Report by Julia Pastor, in Madrid | FCC has obtained €178 million in the first nine months of 2011, which means a 6,9% less than in in the same period of 2010, according to a Friday’s company press release. Nevertheless, FCC’s internationalisation process, with a growing income from foreign markets of almost 9,9% reaching €4.309 billion, represents a milestone in FCC’s 100 years history: for the first time, income coming from foreign markets stands at 51% and so exceeds that obtained in Spain. Along with these results, the company’s order backlog in foreign countries rose by 11% reaching to €5.081 billion. This figure means that three out of four contracts come from the international activity.
FCC’s sales in foreing markets are held mainly in Europe, which represents about 86% over the total, while the remaining 14% is distributed among the US (2,9%), LatinAmerica (6,6%), and a group of Asian and African countries (4,7%).

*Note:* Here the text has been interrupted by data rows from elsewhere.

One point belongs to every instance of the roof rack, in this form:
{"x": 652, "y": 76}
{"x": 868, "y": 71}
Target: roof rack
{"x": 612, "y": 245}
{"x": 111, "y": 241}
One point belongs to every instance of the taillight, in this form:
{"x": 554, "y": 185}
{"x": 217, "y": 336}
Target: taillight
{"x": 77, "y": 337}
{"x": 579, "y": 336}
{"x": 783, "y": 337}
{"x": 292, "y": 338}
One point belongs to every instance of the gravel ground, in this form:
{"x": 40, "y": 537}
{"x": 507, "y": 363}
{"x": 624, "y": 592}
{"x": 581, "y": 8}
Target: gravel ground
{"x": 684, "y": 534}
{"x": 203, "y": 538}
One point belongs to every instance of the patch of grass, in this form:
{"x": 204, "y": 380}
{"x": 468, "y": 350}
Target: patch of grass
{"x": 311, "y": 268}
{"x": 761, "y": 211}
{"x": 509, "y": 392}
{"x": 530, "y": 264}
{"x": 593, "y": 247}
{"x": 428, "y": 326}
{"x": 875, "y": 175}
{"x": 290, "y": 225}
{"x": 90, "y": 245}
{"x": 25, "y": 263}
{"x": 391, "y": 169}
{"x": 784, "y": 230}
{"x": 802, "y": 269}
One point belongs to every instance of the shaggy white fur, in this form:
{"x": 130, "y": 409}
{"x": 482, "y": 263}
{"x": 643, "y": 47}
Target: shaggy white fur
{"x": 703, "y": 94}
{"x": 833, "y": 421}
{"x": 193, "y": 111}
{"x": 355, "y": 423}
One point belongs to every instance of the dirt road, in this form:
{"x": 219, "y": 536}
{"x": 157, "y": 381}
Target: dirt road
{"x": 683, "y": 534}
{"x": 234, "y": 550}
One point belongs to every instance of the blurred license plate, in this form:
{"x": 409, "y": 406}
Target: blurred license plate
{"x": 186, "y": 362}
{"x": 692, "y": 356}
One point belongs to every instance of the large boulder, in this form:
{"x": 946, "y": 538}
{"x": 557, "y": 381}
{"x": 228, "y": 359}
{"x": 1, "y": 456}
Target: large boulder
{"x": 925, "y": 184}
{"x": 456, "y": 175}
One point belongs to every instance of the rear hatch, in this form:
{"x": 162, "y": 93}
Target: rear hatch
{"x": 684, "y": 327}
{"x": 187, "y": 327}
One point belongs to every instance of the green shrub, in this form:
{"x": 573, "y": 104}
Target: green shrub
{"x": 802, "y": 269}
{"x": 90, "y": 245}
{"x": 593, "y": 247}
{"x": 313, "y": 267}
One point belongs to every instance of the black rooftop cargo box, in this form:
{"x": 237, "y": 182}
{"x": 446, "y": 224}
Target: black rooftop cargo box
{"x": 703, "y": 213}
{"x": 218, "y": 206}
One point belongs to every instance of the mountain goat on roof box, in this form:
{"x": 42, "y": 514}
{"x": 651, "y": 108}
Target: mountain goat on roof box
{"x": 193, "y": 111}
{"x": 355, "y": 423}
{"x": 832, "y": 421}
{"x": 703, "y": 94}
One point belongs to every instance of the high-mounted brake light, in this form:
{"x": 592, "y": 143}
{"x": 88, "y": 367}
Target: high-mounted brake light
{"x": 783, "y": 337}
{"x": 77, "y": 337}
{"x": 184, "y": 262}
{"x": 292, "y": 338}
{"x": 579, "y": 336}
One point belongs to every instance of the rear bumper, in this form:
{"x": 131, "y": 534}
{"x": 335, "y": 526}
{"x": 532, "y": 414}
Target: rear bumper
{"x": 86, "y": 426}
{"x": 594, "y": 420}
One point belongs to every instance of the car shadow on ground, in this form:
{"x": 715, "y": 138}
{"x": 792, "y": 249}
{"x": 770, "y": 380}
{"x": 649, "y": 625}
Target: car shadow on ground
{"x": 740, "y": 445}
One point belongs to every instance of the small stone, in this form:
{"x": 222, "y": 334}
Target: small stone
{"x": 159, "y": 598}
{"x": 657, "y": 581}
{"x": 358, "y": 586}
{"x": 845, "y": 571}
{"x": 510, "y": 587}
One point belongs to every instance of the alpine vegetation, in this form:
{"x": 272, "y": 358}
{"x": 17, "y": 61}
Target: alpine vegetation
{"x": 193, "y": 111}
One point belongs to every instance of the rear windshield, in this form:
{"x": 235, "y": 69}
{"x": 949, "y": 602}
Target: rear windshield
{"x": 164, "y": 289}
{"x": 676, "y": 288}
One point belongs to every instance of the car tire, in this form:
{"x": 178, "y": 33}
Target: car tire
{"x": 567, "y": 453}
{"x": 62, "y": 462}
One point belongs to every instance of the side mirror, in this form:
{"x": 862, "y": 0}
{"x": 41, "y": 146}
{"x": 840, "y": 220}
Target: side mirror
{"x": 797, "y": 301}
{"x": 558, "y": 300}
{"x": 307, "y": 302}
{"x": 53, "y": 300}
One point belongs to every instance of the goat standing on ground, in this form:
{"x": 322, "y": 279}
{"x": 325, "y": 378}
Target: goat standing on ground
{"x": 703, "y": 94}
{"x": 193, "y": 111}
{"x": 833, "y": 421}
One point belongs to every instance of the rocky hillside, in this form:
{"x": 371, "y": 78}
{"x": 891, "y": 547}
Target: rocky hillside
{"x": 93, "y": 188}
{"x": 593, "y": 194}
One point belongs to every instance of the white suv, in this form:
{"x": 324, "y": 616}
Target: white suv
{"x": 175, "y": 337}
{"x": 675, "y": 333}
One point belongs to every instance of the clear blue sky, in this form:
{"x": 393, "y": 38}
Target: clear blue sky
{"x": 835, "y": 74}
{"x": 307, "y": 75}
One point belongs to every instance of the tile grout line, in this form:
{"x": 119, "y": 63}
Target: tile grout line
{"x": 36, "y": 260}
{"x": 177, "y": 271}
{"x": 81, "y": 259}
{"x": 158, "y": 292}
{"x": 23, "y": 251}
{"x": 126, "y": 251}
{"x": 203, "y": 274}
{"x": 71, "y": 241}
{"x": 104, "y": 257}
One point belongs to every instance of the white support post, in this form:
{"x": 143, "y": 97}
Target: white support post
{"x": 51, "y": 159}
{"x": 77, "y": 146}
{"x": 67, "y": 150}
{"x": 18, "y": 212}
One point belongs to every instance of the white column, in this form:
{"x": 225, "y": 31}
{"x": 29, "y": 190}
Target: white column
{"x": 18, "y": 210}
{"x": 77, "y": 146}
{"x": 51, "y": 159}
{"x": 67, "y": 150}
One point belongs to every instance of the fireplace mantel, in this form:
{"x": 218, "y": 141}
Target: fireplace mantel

On the other hand, the company’s net financial debt fell by 10,6% yearly to €7.786 billion. The figure, which is almost similar to the one achieved in 2010, December 31, remains close to FCC’s goals. This debt reduction is due to the fact that energy assets and liabilities and cement-related activities in the US (through the subsidiary Giant) have been described as ‘suspended activities’ in the firm’s consolidated financial statement, as well as included as assets and liabilities for sale.
Baldomero Falcones, FCC’s president and CEO, considers that
“the results reflect the strategic bet on internationalisation, financial stability and efficiency.”